Stay up to date with the latest from Uber Engineering

Identifying Outages with Argos, Uber Engineering’s Real-Time Monitoring and Root-Cause Exploration Tool

November 24, 2015 / Global

Share
Facebook
X social
Linkedin
Envelope
Imagine being on-call and woken up at 4 am. Half asleep, you grab your phone and quickly silence the annoying ringtone. This alert had better be an emergency, you say to yourself. If not, alarm fatigue will set in and the real ones may not draw attention to themselves, a case of the indicator that cried outage. The development of Argos is the story of how Uber Engineering sought to provide highly accurate, real-time alerts on millions of system and business metrics in Uber’s fast-paced environment.

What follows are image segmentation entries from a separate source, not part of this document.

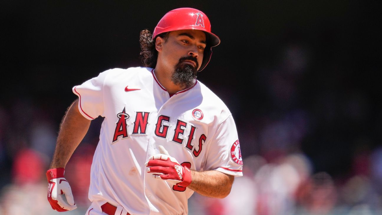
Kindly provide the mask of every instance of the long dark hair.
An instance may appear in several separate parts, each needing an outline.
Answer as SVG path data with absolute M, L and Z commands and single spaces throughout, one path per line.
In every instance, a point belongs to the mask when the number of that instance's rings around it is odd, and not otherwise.
M 167 41 L 168 32 L 163 33 L 158 35 L 164 38 Z M 157 65 L 158 59 L 158 51 L 155 49 L 155 40 L 152 39 L 152 34 L 147 29 L 141 31 L 139 35 L 139 43 L 141 44 L 140 58 L 142 60 L 144 67 L 154 68 Z M 156 38 L 156 37 L 155 37 Z

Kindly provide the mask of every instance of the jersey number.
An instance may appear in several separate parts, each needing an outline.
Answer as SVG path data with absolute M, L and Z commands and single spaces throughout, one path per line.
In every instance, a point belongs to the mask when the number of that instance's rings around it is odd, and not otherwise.
M 191 163 L 189 162 L 184 162 L 180 164 L 180 165 L 183 167 L 187 166 L 189 169 L 191 169 Z M 182 192 L 186 190 L 186 187 L 178 185 L 174 185 L 172 186 L 172 189 L 176 191 Z

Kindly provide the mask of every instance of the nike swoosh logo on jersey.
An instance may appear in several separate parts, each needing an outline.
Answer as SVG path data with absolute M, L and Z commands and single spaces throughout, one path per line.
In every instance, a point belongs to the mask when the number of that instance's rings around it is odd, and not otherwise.
M 125 91 L 126 92 L 128 92 L 129 91 L 133 91 L 134 90 L 141 90 L 140 89 L 129 89 L 128 88 L 127 88 L 127 87 L 128 86 L 126 86 L 126 87 L 125 88 Z

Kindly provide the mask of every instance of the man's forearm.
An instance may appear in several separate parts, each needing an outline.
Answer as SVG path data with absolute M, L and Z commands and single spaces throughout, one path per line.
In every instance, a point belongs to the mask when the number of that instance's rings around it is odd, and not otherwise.
M 63 119 L 50 169 L 65 167 L 89 129 L 91 121 L 81 115 L 77 99 L 72 104 Z
M 198 172 L 191 170 L 192 181 L 188 187 L 197 193 L 222 199 L 231 192 L 234 176 L 215 170 Z

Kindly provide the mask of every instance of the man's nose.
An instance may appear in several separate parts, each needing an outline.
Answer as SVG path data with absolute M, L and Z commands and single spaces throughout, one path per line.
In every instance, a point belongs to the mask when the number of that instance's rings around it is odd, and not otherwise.
M 198 54 L 197 52 L 197 47 L 195 46 L 194 47 L 193 47 L 189 51 L 188 51 L 188 55 L 190 56 L 193 56 L 196 58 L 199 55 Z

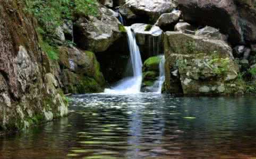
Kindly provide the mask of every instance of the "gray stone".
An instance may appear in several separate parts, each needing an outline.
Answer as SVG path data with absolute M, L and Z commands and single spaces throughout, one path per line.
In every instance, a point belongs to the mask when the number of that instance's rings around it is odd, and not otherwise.
M 181 11 L 176 10 L 170 13 L 163 14 L 155 25 L 162 29 L 170 30 L 178 22 L 181 14 Z

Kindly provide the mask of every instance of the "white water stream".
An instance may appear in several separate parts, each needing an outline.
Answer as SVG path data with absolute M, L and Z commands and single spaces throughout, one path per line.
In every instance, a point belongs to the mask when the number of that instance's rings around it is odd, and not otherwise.
M 133 76 L 125 78 L 110 89 L 105 89 L 107 93 L 134 94 L 140 92 L 142 81 L 142 61 L 135 35 L 130 26 L 125 27 L 131 55 Z

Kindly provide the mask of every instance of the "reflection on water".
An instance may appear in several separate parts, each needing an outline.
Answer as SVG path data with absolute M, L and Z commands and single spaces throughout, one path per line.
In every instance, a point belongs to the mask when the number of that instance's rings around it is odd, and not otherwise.
M 75 96 L 67 118 L 0 137 L 0 158 L 255 158 L 256 100 Z

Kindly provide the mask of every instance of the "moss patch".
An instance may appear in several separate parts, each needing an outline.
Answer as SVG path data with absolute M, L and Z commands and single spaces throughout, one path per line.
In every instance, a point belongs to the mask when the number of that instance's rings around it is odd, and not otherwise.
M 151 29 L 151 28 L 152 27 L 153 27 L 153 26 L 152 26 L 151 25 L 148 24 L 148 25 L 147 25 L 147 26 L 145 28 L 145 31 L 149 31 Z
M 143 64 L 143 70 L 151 70 L 159 72 L 159 65 L 161 58 L 159 56 L 151 57 L 147 59 Z
M 124 28 L 124 25 L 119 24 L 118 24 L 118 29 L 119 31 L 120 31 L 122 32 L 126 32 L 126 30 L 125 29 L 125 28 Z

Our front view dashboard of Argos at launch, circa November 2014, analyzing an outage due to a configuration change. Positive alerts are for metric counts that are higher than expected, while negative alerts are for metrics counts that are lower than expected (compared to normal business conditions).Background
Uber utilizes user-defined static thresholds¹ (Nagios) in combination with a paging system for alerting on-call personnel to monitor its system health² via tens of millions of metrics. Many other tech companies also do this for mobile and their backend. However, we also have to use dynamic thresholds, since given Uber’s ~20% MoM growth, the thresholds for millions of metrics need to be updated on a regular basis. Our demand-related metrics also follow strong daily and weekly periodicities—get ready for Saturday night peaks—for which static thresholds are simply inadequate. Static thresholds tend to lead to two scenarios:
1) False negatives: Thresholds that are as loose as a goose, set too wide to allow for underlying growth (daily variations and short-term fluctuations), result in undetected issues for extended periods of time.

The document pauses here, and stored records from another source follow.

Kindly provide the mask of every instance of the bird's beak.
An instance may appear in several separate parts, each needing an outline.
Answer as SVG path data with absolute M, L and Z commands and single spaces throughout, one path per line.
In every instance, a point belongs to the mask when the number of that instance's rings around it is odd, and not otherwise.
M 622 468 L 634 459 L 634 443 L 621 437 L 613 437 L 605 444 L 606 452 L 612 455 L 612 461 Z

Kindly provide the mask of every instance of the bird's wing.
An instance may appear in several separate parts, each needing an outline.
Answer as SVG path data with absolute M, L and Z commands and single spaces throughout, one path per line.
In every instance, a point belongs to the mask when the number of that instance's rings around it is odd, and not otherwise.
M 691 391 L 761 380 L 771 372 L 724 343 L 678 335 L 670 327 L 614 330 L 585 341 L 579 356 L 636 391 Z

2) False positives: Tightly set thresholds lead to the alert that cried outage. Hundreds of daily (and nightly!) false alarms for on-call engineers create alert fatigue when the real outage arrives.
Furthermore, at Uber, any service can in principle call any other service (hi!). There are many engineering advantages for this, but keeping track of how they work together is impossible to do in your head. Mapping the interactions of the services for human interpretation doesn’t help, as a resulting dependence graph resembles a bowl of spaghetti and meatballs.
Understanding how various services use and rely on each other, in conjunction with their corresponding metrics—the prerequisite for root cause analysis—requires extensive knowledge which expands as the system it monitors does.
With all of this going on, starting in September 2014, we decided to build an omniscient internal monitoring system to track our increasing number of engineering ecosystem interdependencies, Argos. The time of static-only thresholds and manually monitoring metrics across many dashboards was over. After all, even if we worked like dogs, the best engineering team is only human.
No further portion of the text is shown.